Tu es tout ce dont j'ai rêvé jusqu'à présent. Kira.
– Est-ce que tu t'en souviens ?
– _Comme si c'était hier ?_
---
Ce jour où tout a commencé, il pleuvait à grosses gouttes.
Des cordes d’eau qui frappaient le toit et brouillaient le monde dehors.
Il n'y avait personne dans la rue. Le parc en face de ma chambre ne regorgeait plus de rires ni de cris d’enfants.
Seul le bruit de la pluie parvenait à moi. Régulier. Triste. Apaisant.
J'étais assise sur un tabouret, mes coudes appuyés sur le rebord de la fenêtre et ma tête posée sur mes paumes.
La vitre était froide contre mon front. Des gouttelettes glissaient dessus, comme des larmes.
_J'avais passé toute la matinée ainsi._
En bas, maman et papa discutaient. L'odeur du café chaud et des gâteaux au beurre emplissait la maison. Une odeur de dimanche. Une odeur de normal.
J'aurais pu les rejoindre. Mais l'envie n'y était pas.
On m'avait interdit d'aller jouer dehors. _Encore._ Parce que ma santé ne me permettait pas.
_Oui. Je souffre d'une maladie incurable._
_Les médecins disaient que je ne survivrais pas jusqu'à mes vingt ans._
_Alors mes parents faisaient tout pour me combler de bonheur. Comme si chaque jour pouvait être le dernier._
Et puis tu es apparu.
Trempé de la tête jusqu'aux pieds. Debout, immobile, au milieu du trottoir désert.
Quand mon regard s'est posé sur toi, mon cœur s'est emballé. _Fort.

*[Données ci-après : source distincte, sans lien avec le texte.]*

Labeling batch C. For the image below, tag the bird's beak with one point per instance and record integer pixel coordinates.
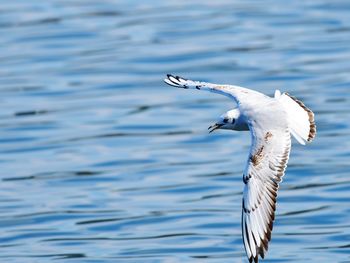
(214, 127)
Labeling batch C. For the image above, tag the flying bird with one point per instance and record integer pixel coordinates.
(271, 122)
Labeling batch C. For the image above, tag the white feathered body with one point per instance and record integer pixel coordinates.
(271, 122)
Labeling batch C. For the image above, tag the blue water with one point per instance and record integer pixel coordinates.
(102, 162)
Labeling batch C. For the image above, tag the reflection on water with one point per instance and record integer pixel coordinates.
(101, 162)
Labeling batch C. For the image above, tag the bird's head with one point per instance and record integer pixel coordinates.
(227, 121)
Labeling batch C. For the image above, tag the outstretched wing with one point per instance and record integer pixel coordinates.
(268, 157)
(266, 164)
(238, 94)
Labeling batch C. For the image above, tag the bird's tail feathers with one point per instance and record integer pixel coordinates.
(301, 118)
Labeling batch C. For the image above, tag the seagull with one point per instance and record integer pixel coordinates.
(271, 122)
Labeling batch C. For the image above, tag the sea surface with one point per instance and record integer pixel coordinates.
(100, 161)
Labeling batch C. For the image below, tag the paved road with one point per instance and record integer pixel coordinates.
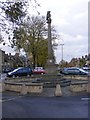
(14, 106)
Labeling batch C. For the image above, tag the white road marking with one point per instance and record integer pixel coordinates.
(85, 98)
(9, 99)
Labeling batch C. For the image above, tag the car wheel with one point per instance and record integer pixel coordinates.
(13, 76)
(28, 75)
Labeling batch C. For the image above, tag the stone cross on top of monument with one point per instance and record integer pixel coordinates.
(48, 18)
(50, 50)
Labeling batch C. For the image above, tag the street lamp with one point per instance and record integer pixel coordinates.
(62, 50)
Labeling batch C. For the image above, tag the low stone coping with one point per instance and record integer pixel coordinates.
(79, 83)
(23, 88)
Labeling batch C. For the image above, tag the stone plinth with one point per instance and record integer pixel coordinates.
(58, 91)
(51, 68)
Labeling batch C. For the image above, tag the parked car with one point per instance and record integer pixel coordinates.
(21, 71)
(7, 70)
(86, 69)
(74, 71)
(39, 70)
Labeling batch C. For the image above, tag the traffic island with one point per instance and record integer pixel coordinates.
(79, 86)
(23, 88)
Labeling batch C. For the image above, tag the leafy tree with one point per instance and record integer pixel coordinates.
(12, 15)
(32, 38)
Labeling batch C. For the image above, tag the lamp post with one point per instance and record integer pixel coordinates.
(62, 51)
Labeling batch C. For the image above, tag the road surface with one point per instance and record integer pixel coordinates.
(16, 106)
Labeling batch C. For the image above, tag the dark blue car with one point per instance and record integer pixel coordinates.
(21, 71)
(74, 71)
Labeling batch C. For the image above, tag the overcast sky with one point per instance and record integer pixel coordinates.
(70, 18)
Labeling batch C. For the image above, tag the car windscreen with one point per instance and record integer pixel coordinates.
(15, 70)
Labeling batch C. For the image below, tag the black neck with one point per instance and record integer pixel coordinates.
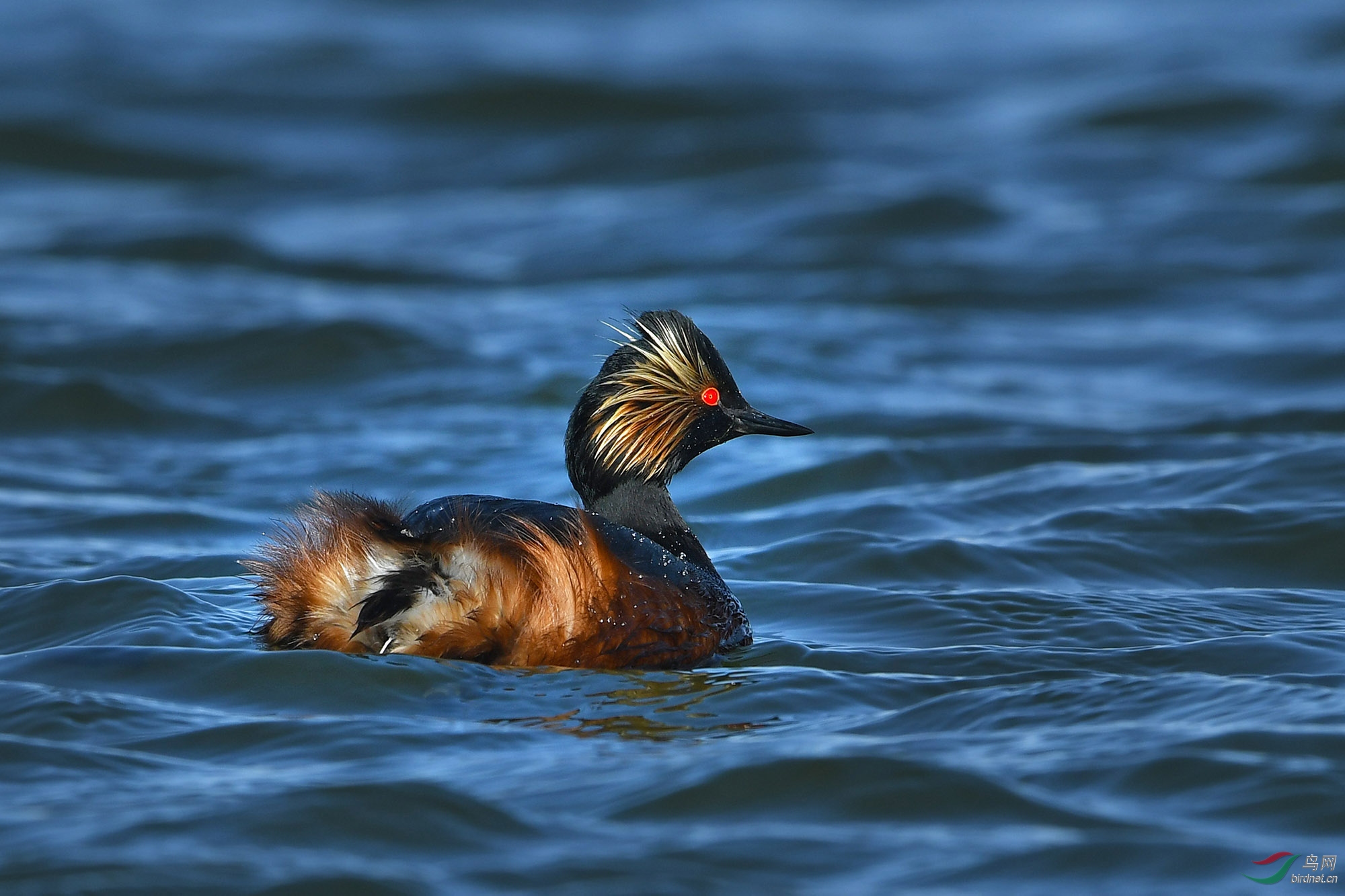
(648, 507)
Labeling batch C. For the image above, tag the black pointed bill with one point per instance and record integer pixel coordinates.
(753, 421)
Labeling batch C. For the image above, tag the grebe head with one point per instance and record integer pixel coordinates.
(660, 400)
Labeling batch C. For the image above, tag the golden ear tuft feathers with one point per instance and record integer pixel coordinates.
(650, 404)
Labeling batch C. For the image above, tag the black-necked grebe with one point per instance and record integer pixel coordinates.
(623, 583)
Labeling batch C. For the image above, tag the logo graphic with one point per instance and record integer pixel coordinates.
(1278, 876)
(1312, 864)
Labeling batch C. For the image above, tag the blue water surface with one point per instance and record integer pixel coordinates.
(1052, 603)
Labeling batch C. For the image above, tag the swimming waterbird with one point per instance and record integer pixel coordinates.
(622, 583)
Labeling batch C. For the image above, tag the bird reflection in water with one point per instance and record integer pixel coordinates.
(673, 696)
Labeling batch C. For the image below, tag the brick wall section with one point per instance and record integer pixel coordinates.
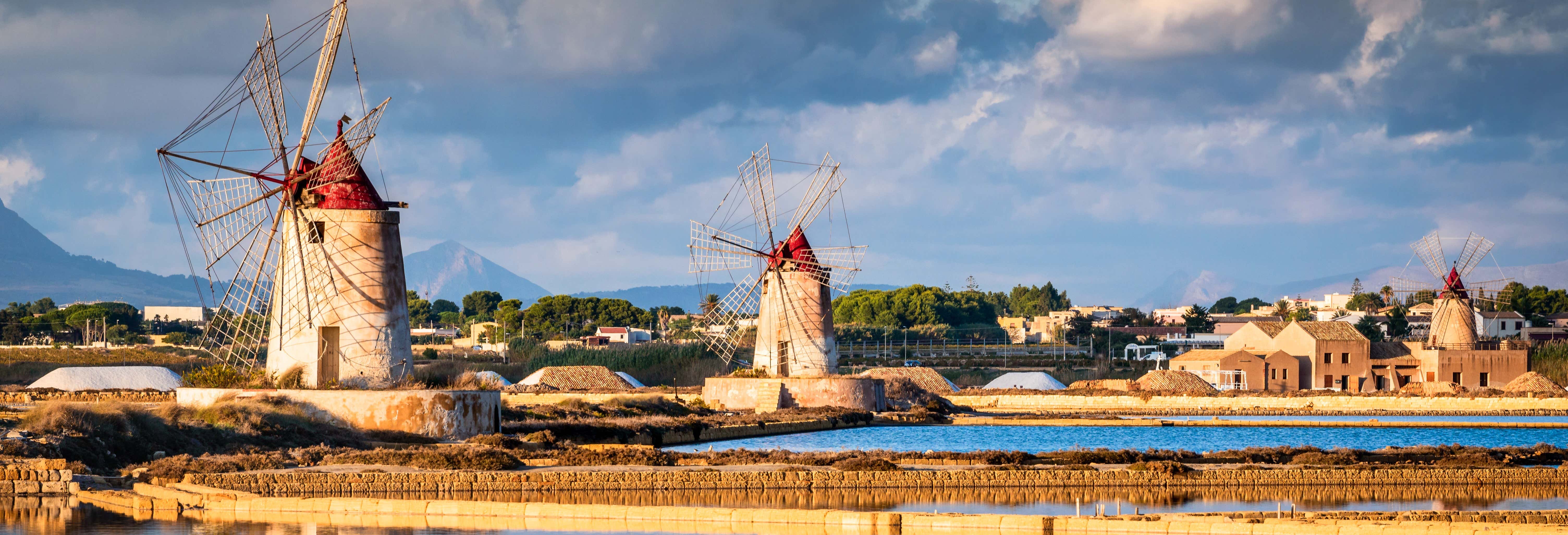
(526, 481)
(93, 398)
(1316, 405)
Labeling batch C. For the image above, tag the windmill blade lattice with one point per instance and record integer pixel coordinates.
(1476, 249)
(1431, 253)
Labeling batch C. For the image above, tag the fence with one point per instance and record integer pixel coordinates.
(976, 347)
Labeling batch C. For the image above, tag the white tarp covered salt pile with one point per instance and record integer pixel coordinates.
(1031, 380)
(111, 377)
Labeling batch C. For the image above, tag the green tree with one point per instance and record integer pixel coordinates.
(1197, 319)
(1244, 306)
(915, 305)
(480, 302)
(1369, 329)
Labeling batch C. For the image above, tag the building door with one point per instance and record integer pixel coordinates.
(327, 355)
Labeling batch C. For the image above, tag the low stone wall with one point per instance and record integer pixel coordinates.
(448, 415)
(532, 481)
(781, 521)
(741, 393)
(37, 476)
(1266, 405)
(595, 398)
(87, 398)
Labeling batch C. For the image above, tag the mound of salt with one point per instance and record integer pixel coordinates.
(111, 377)
(1175, 380)
(1533, 382)
(1031, 380)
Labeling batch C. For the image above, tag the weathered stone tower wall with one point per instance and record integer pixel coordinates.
(1453, 326)
(360, 308)
(796, 327)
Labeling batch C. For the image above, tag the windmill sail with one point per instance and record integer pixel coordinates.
(788, 283)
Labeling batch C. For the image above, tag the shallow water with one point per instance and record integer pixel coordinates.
(1054, 501)
(970, 438)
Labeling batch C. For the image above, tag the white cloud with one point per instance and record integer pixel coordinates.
(16, 172)
(1379, 51)
(1498, 34)
(1158, 29)
(938, 56)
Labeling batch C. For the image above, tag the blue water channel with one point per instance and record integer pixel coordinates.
(971, 438)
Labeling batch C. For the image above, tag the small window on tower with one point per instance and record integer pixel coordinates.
(316, 231)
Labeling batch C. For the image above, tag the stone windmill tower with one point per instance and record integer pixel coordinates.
(1454, 302)
(303, 256)
(788, 288)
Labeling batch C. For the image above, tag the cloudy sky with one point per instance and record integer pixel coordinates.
(1095, 143)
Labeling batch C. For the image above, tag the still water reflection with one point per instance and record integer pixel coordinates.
(970, 438)
(60, 515)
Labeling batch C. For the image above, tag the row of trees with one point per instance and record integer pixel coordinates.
(34, 322)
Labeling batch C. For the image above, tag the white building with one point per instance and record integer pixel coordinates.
(625, 335)
(176, 314)
(1500, 324)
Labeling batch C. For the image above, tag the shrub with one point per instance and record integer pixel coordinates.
(628, 456)
(866, 465)
(292, 379)
(1166, 468)
(225, 376)
(449, 459)
(1319, 459)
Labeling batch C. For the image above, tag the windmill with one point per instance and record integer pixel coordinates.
(1454, 302)
(785, 281)
(302, 255)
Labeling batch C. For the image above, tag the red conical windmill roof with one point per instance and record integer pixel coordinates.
(342, 184)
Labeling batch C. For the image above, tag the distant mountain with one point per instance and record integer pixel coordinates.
(451, 270)
(34, 267)
(1181, 289)
(688, 296)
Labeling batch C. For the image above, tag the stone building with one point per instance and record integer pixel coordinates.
(1264, 369)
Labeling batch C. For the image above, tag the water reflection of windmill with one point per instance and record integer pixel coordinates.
(788, 285)
(1454, 300)
(305, 253)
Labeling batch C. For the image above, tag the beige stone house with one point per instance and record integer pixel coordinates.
(1330, 355)
(1264, 369)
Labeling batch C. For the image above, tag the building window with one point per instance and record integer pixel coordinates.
(316, 231)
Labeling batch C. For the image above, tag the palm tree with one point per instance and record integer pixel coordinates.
(1283, 310)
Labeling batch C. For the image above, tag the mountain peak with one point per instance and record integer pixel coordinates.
(449, 270)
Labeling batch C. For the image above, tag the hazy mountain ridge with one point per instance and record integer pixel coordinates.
(32, 267)
(1181, 289)
(688, 296)
(451, 270)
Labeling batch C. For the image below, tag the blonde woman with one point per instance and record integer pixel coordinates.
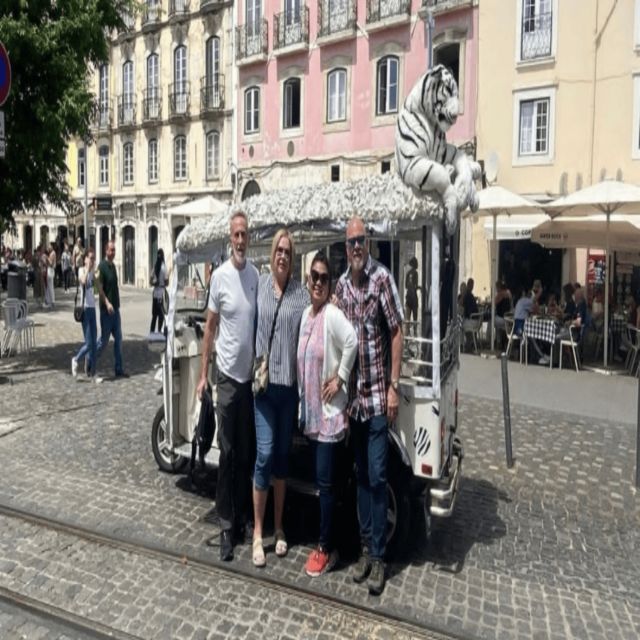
(282, 298)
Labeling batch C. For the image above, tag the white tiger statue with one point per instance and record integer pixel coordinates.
(425, 161)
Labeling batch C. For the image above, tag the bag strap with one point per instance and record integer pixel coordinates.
(275, 316)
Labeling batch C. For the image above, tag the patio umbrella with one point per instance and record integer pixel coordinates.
(497, 201)
(604, 198)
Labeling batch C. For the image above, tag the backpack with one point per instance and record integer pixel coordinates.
(203, 437)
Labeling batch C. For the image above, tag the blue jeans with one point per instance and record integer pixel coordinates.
(275, 411)
(324, 454)
(110, 326)
(370, 447)
(90, 331)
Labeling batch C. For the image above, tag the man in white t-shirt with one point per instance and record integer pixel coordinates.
(232, 309)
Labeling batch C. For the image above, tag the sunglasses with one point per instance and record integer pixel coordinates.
(360, 240)
(322, 278)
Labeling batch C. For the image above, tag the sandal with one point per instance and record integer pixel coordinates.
(281, 544)
(259, 559)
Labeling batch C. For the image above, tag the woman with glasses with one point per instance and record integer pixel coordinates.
(327, 350)
(283, 299)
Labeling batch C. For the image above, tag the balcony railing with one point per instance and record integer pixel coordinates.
(151, 14)
(179, 99)
(212, 94)
(335, 16)
(251, 39)
(536, 36)
(127, 110)
(378, 10)
(291, 28)
(178, 9)
(151, 105)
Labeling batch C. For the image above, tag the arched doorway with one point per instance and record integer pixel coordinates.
(129, 253)
(252, 188)
(153, 246)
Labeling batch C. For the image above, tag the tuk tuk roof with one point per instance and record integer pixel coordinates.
(316, 213)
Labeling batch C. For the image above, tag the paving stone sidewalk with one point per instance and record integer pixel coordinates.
(549, 549)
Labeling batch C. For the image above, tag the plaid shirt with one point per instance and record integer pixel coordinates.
(375, 311)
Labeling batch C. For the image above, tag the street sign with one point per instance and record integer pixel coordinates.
(5, 75)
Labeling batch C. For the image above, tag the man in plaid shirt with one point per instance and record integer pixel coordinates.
(368, 296)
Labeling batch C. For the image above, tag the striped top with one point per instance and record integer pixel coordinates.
(284, 348)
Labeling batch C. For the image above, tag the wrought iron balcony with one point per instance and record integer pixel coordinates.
(336, 16)
(212, 94)
(291, 28)
(151, 105)
(536, 36)
(103, 117)
(179, 100)
(151, 14)
(378, 10)
(441, 6)
(127, 110)
(178, 9)
(251, 40)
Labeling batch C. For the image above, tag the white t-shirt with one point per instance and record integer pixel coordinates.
(233, 296)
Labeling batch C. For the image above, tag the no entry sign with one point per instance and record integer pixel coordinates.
(5, 75)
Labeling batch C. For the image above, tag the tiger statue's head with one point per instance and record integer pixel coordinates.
(440, 97)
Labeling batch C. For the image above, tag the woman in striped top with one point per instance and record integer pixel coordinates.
(277, 407)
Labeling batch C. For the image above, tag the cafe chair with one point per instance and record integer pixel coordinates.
(572, 343)
(509, 325)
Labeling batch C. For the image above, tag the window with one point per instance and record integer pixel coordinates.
(213, 155)
(337, 95)
(534, 126)
(180, 158)
(387, 86)
(152, 161)
(127, 164)
(81, 167)
(536, 29)
(252, 110)
(103, 165)
(291, 103)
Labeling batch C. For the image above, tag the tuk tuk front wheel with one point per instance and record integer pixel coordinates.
(166, 460)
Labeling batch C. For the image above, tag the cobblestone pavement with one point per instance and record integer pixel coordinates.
(549, 549)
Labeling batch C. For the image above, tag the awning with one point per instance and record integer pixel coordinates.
(513, 227)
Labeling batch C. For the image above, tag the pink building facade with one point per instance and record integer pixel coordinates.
(320, 84)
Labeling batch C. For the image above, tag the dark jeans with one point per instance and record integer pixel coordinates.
(370, 448)
(235, 441)
(324, 457)
(156, 312)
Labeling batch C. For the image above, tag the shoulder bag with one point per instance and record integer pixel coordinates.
(261, 363)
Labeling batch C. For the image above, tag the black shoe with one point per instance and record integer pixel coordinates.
(376, 578)
(226, 545)
(363, 567)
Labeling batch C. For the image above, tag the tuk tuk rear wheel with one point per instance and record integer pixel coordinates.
(165, 459)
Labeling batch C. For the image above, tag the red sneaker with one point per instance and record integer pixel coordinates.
(319, 562)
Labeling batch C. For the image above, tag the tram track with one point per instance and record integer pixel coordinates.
(155, 552)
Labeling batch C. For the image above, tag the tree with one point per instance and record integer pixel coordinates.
(52, 45)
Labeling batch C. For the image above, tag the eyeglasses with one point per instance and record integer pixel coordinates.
(322, 278)
(360, 240)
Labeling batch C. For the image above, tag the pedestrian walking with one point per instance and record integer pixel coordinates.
(65, 260)
(86, 281)
(231, 316)
(110, 321)
(159, 281)
(368, 296)
(327, 350)
(281, 301)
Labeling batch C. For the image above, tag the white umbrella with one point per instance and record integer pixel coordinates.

Trop fort._
Tu étais là, sous la pluie, le regard perdu dans les nuages gris. Ta respiration était saccadée. Tes poings... tes poings saignaient.
_Qu'est-ce qui t'avait fait mal comme ça ?_
Tu as tourné la tête. Lentement.
Et tes yeux ont accroché les miens à travers la vitre.
Dis-moi Kira, est-ce que tu m'as vue ? À travers les vitres mouillées de ma chambre ?
Je me souviens de la froideur que j'ai lue dans ton regard.
Du tremblement de tes épaules.
_Tu avais l’air perdu. Tu avais l’air brisé. Comme moi._
J'avais besoin de bien te voir. De savoir si tu étais réel.
J'ai couru hors de ma chambre, le cœur battant, priant pour que tu ne t'en ailles pas.
J'ai attrapé mon parapluie transparent. Celui que maman m'avait acheté pour les jours où je pouvais sortir 5 minutes.
Je suis sortie.
Et je t'ai vu.
_Comme si tu m'attendais._
J'ai couru. Les flaques éclaboussaient mes chaussettes. Jusqu'à être à ta hauteur.
La pluie ruisselait sur toi, mais pas sur moi.
Alors je t'ai tendu mon parapluie. Je l'ai mis au-dessus de ta tête.
Un geste bête. Un geste minuscule.
Kira... je suis heureuse d'être venue sous ma pluie avec toi.
_Tellement heureuse tu n'as pas idée._
Cette journée pluvieuse a marqué le début d'une très longue relation.